Insurer achieved average commercial rate rises of 5.5% and expects £3m St Jude hit

The level of price competition in the commercial insurance market suggests some companies are still willing to accept commercial combined operating ratios (CORs) of above 100%, according to Allianz UK chief executive Jon Dye.

Speaking to journalists following the release of Allianz UK’s nine-month 2012 results this morning, Dye said: “It is difficult to understand how businesses would want to continue to trade their commercial portfolios at combined ratios north of 100% but one would conclude, if you look at the current appetite in the market, some people are prepared to do that.”

Dye said that despite positive signs of commercial rate hardening in the first half of the year, appetite to raise rates had levelled off in the third quarter, partly because benign weather had flattered property results, reducing impetus to drive up rates elsewhere.

He contended that commercial casualty rates still require 10% increases. He added: “The performance of much of the market in commercial property doesn’t look terribly special either.”

Allianz raised commercial rates on average by 5.5% in the first nine months of 2013. Dye described this as “Not brilliant but adequate”.

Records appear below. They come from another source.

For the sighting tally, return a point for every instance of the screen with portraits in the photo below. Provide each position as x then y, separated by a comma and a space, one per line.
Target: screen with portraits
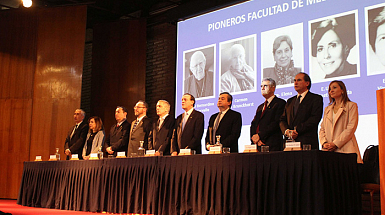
327, 39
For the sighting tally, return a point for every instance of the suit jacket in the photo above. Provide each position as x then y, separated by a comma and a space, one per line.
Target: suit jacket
76, 143
118, 137
191, 136
341, 131
160, 139
306, 120
229, 128
269, 130
96, 143
140, 133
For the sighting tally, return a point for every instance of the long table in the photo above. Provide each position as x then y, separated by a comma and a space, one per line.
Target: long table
299, 182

He said that the commercial motor rates were slightly higher than the average figure, but property and commercial package rates were “significantly lower than that”. Commercial casualty rates had increased almost 10%, but Dye stressed that the company needed to maintain this level of increase.

“We are having to work very hard to take rate at that sort of level, which suggests other people are not pushing as hard. And the issues we can see in our casualty account will be visited upon everybody else. There’s nothing unique about our position in the casualty market.”

Personal motor mayhem

One particular area of concern for insurance chief executives is the rapid decline of motor rates, which industry surveys have shown are down by between 12% and 14% on where they were at this time last year.

Dye said that Allianz had cut its personal motor rates “a fraction of a percentage point”. He added that low rates had prompted Allianz to walk away from some brokered motor business, which is why that line of business is growing slower than originally planned.

He said: “From our point of view private car has got too cheap too quickly and we have been prepared to let volume go. We are not going to chase the market down when it is taking what looks to us to be overly aggressive rate cuts.”

He added that it was unclear who was behind the sharp rate cuts, as many chief executives have reported that their rate cuts are well below those quoted by the pricing surveys.

Dye said: “Some of it can be driven by the behaviour of the brokers themselves. If we have given a net-rated product and they choose to take no commission or push their commission into negative territory they can do that. I’m not sure it is the brokers at this moment in time. I suspect it is some of the elements in the direct market who are pushing it that way.”

St Jude loss

One feature of companies’ full-year results will be losses from the St Jude storm, which hit in late October and so fell into the fourth quarter.

Dye said Allianz is expecting a maximum claims bill from St Jude of £3m, which he described as “inconvenient but not material in financial terms”.

He said: “Before the event it looked like that was going to be pretty horrible but actually it has turned out to be not such a big deal at all.”